Les premiers mots de la chronique de l’album précédent du combo anglais gardent à l’heure de disserter autour de leur troisième disque toute leur pertinence. On pourrait simplement affiner le propos en disant que, plus que jamais, les mélodies servent d’écrin à cette voix si particulière, une sorte d’Antony (sans ses Johnsons) non neurasthénique, un Antony qui ne serait pas vaincu et accablé par le poids de l’existence sitôt l’œil ouvert au matin.

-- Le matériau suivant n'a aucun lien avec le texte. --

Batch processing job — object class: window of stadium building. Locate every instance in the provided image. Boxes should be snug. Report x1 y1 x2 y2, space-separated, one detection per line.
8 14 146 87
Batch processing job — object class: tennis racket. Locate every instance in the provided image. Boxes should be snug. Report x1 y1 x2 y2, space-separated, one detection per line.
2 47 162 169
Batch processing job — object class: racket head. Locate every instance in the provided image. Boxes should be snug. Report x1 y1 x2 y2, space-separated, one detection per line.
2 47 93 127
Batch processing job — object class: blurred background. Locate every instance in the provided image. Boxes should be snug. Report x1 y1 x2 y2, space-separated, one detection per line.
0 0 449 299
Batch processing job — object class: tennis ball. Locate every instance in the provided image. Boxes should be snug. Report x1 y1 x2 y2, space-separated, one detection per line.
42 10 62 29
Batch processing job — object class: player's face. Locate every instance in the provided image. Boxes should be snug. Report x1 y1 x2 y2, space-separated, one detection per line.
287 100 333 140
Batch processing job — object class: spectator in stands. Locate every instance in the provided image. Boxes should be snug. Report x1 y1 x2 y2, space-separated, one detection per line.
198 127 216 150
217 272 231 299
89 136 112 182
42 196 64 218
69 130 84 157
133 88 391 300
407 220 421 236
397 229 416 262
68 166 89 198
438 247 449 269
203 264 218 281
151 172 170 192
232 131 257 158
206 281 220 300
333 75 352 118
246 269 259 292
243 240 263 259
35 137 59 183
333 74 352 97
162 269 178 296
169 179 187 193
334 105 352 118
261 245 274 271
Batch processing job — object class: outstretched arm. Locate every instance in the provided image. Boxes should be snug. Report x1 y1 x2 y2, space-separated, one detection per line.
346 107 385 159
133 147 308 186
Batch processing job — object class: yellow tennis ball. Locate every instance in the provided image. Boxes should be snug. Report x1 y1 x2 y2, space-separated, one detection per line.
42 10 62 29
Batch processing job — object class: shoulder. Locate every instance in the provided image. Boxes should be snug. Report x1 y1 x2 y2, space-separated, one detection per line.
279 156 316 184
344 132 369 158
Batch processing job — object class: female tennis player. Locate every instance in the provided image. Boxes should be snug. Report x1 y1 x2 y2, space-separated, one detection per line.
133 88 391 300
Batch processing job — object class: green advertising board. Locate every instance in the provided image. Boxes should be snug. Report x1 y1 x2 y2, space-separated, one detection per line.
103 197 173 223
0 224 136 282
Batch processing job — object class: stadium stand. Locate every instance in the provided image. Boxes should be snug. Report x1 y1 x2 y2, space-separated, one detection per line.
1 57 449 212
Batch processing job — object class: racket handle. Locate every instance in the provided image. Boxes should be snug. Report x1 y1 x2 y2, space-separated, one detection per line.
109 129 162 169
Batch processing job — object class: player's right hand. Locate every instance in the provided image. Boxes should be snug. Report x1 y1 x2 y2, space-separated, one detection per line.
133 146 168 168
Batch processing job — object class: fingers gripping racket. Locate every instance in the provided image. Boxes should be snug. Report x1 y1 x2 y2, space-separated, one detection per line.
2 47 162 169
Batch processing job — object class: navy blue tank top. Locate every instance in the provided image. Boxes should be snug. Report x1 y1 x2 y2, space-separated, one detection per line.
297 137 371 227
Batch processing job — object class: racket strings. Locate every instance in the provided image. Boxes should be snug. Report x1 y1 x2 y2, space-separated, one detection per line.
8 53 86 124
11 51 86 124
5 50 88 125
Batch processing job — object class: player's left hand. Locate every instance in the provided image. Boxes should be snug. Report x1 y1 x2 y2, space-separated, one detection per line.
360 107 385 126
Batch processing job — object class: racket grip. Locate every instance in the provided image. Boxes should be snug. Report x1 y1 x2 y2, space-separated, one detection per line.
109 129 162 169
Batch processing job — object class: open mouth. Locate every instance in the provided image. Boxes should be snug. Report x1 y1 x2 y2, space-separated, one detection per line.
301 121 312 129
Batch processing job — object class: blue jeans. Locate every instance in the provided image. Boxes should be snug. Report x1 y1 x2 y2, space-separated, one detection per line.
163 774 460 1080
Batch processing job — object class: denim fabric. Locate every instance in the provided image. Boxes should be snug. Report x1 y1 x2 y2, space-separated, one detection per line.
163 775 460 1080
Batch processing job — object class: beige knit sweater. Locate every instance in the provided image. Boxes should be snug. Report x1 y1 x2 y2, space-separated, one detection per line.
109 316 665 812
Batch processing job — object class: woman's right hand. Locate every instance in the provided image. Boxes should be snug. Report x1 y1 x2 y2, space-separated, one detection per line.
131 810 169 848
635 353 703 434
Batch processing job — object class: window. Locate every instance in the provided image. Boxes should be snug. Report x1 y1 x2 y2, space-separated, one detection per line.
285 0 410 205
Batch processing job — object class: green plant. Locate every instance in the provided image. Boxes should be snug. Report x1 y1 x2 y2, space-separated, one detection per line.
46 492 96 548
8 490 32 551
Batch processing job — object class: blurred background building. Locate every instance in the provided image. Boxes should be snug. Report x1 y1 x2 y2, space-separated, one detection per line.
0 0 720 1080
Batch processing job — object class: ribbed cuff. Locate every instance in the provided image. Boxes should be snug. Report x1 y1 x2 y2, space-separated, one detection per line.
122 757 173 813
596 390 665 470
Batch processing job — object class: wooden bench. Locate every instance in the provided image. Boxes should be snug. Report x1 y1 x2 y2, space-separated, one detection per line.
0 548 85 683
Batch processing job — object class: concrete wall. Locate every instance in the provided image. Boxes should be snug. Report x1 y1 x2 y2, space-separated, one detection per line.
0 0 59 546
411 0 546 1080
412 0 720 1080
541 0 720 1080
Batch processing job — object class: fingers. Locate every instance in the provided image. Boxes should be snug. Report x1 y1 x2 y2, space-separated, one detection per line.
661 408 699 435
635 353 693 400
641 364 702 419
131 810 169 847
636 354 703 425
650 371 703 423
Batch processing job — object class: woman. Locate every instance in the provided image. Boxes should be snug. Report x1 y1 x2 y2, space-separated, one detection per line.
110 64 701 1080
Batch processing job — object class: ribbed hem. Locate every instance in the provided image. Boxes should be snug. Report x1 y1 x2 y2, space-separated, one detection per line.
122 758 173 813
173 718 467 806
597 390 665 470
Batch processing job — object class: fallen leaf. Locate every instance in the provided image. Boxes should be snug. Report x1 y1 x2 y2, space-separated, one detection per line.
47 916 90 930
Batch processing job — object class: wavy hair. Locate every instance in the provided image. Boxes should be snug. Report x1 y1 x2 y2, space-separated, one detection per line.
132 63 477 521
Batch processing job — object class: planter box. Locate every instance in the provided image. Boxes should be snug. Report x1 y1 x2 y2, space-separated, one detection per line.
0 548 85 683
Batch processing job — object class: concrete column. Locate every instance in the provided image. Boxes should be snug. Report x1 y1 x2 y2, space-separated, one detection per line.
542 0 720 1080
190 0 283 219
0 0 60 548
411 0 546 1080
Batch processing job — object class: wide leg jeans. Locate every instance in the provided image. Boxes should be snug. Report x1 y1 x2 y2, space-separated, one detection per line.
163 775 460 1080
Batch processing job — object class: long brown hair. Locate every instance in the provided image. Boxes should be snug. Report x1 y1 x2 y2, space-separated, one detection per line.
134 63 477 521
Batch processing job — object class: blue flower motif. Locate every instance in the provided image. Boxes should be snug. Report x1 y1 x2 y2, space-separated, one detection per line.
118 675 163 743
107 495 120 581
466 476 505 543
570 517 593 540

Sophistiquée oui, élégante oui, badine aussi le plus souvent, la musique des Wild Beasts déroule le long de ses dix pistes un même fil mélodique proche du cotonneux et du cajoleur, une musique qui tranche d’ailleurs avec la dégaine des musiciens, tous candidats à Mister indie pop 2011 avec barbe de trois jours, mèche folle et jean slim sur veste de velours alors qu’en écoutant leur musique on les imagine plutôt en clones des gendres idéaux de Keane (no offense).

Travail extrêmement soigné de pareils hooligans rappellent non pas tant dans le résultat que dans l’intention celui du groupe Cousteau, ces piliers de bistrots qui n’avaient pas leur pareil pour trousser jadis des merveilles de chansons enfumées et sophistiquées, une musique sentant bon le mélange alcool/cigarettes sur complet veston de bonne coupe. Ici l’aspect nocturne est aussi présent mais il s’accompagne pour la musique de l’exercice solitaire de son pouvoir, Smother s’éprouve peut-être au mieux seul, sur son canapé, les lumières nocturnes de la ville nous caressant l’échine à travers les vitres de l’appartement. Nocturne oui, urbain tout autant sans doute parce que le groupe travaille sa matière musicale jusqu’à lustrer chaque parcelle et y rogner toute sa moelle première, jamais sans doute l’artifice n’a été aussi beau et doux à l’oreille.

Wild Beasts c’est toujours une pop ambitieuse bien que faite avec deux ou trois bouts de ficelles mélodiques comme le ravissant motif de piano de « Lion’s snare » par exemple ou encore « Albatross » et son envolée vocale en guise de matrice. Smother c’est également un tendre baguenaudage, une marche en avant effectuée d’un pas bonhomme (« Loop the loop » ou encore « Bed of nails » qui n’est pas une reprise d’Alice Cooper du tout du tout mais alors pas du tout). Pour ce qui est de la pure classe il faut ajouter au piège à lion un « Reach a bit further » dont la mélodie pourrait être un parfait jingle pour une émission de France Inter (voilà bizarrement ici un sacré compliment).

On se demande encore comment pareille musique peut ainsi tenir la note haute de bout en bout et ne pas provoquer l’indifférence au fil de l’écoute, oui comment l’addition des pistes ne les cantonne pas au rôle ingrat de décorum sonore pour lecture attentive d’un romansde la rentrée bien lové sur le sofa un thé vert fumant juste à côté. Aucun écueil de ce type et ce n’est pas là la moindre des forces de cet album de réussir là où même Two Dancers échouait, à savoir dans la persistance de l’excellence.

Certes les titres emblématiques du groupe restent toujours ce trio infernal qui ouvrait le disque précédent, ces « The fun Powder Plot », « Hooting & Howling » et « All the King’s men » inégalés, les meilleures chansons de ce Smother sont « simplement » excellentes mais on ne blâmera pas nos aimables britanniques de faire entendre avec pareille grandeur et inspiration la quintessence d’une pop feutrée et charmeuse.